A good frailty measurement should fulfil several criteria. It should be able to accurately identify frailty based on the biological causative theory. Further, it should be able to provide consistent measurements without being influenced by outside factors. Frailty should also be measured in clinical practice as part of routine care to reduce health-care expenditures [12]. Finally, a frailty measurement tool should not be time consuming to use. On the basis of these criteria, vocal biomarkers might have potential for estimating frailty, as a non-invasive, instantaneous, objective, and cost-effective estimation tool [13].

The human voice reflects several diseases and pathological conditions owing to specific temporary or static changes that occur in the speech production organs or in the brain mechanisms controlling speech [13]. Thus, different acoustic parameters and patterns for diagnostic criteria can be derived from voice, mainly for detecting neurological and psychological conditions [14,15,16]. Recent studies have identified acoustic features for classifying symptoms according to body constitution [17], estimating lung obstruction [18], predicting adverse clinical outcomes among patients with congestive heart failure [19], and diagnosing diabetes mellitus [13]. However, the frailty syndrome is little discussed in the literature on the aging voice. Recent research has suggested “oral frailty,” a decline in masticatory and swallowing function associated with age-related changes [20] as well as deterioration in oral motor function (e.g., tongue pressure, oral diadochokinesis, and occlusal force) [21]. Oral frailty has been considered a possible independent frailty phenotype [21]. However, the association between oral frailty and voice changes remains unclear.

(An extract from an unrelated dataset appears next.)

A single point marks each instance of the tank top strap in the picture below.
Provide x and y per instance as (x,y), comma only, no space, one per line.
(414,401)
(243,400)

One study indicated that voice-related handicaps differ between robust and frail older adults, particularly on the exhaustion and weight loss domains of the Fried frailty criteria [22], whereas another study suggested a low correlation between voice dysfunction and frailty in nursing-home and assisted-living residents [23]. Given the mixed or scarce evidence, the current study aimed to determine the relationship between frailty and acoustic parameters among older adults.

Methods

Study design and sample

In this cross-sectional study, 277 participants aged ≥ 60 years who visited the geriatric outpatient clinic of a teaching hospital in middle Taiwan between January and December 2020 were recruited. Participants with acute infections and inflammatory diseases (eg, laryngopharyngitis, upper respiratory tract infection), anatomic lesions of the laryngopharynx, gastroesophageal reflux disease, neurologic diseases associated with voice disorders (eg, Parkinson disease, myasthenia gravis), or a surgical history involving the neck were excluded. The institutional review board approved the study protocol (CMUH108-REC3-160), and written informed consent was obtained from all participants.

Frailty measurement

Three frailty scales were applied: CHS index (Fried’s frailty phenotype), SOF index, and FRAIL index. All characteristics of the original scales were retained in the present study. However, the measurements used to characterise the frailty criteria were slightly modified and operationalised as follows:

Fried’s frailty phenotype: CHS index [7]

  • Weight loss was defined as unintentional weight loss of at least 4.5 kg or > 5% of the body weight in the previous year.

  • Fatigue/exhaustion was measured using the question from the Center for Epidemiologic Studies Depression scale (‘In this last week, do you feel that you have less energy to do the things you want?’) and categorised as 0 (‘no’ answer) or 1 (‘yes’ answer).

  • Weakness was assessed by measuring handgrip strength using cut-off values (for the dominant hand) modified for Asians (28 kg for men and 18 kg for women) [24].

  • Slowness was evaluated using the walking time over a 4-m distance, with slow gait defined as a gait speed of < 1.0 m/s according to the 2019 Asian Working Group for Sarcopenia [25]. Participants who could not perform the walking test, such as wheelchair users, were classified as having low mobility.

  • Low physical activity was assessed using the incidence and progression of basic activities of daily living disability from an emergency geriatric assessment [26], using the following question: ‘In last year, do you have any deterioration in activities of daily living (feeding, hygiene, dressing, transferring, walking, toileting, and bathing)?’. Participants who had difficulty performing at least one of the activities were considered not physically active. The association between physical activity and disability in activities of daily living has been confirmed in a previous study [27].

Participants were considered ‘frail’ if they fulfilled three or more criteria, ‘pre-frail’ if they fulfilled one or two criteria, and ‘robust’ if no criterion was fulfilled.

SOF index [8]

  • Weight loss (intentional or unintentional weight loss > 5% of the body weight in the past year)

  • Chair stands (inability to rise from a chair five consecutive times without using the arms)

  • Reduced energy level (self-perceived reduced energy level as described by a negative answer to the question ‘do you feel full of energy?’ [28])

Participants were considered ‘frail’ if at least two of the three criteria were fulfilled, ‘pre-frail’ if only one criterion was present, and ‘robust’ if none of the criteria were present. The simple SOF index predicts the risk of falls, disability, hospitalisation, non-spine fractures, hip fractures, and death [8, 28,29,30]. Owing to its simplicity, the SOF index is widely used by the Taiwan Health Promotion Administration as a community screening tool [31].

FRAIL index [10]

The FRAIL index was developed by the International Association of Nutrition and Aging. It is a simple test that can identify frailty without face-to-face examination. All five components can be obtained from a comprehensive geriatric assessment [6, 10]. As four of the five components are from the CHS scale and one is from the Rockwood scale, we modified some assessment questions.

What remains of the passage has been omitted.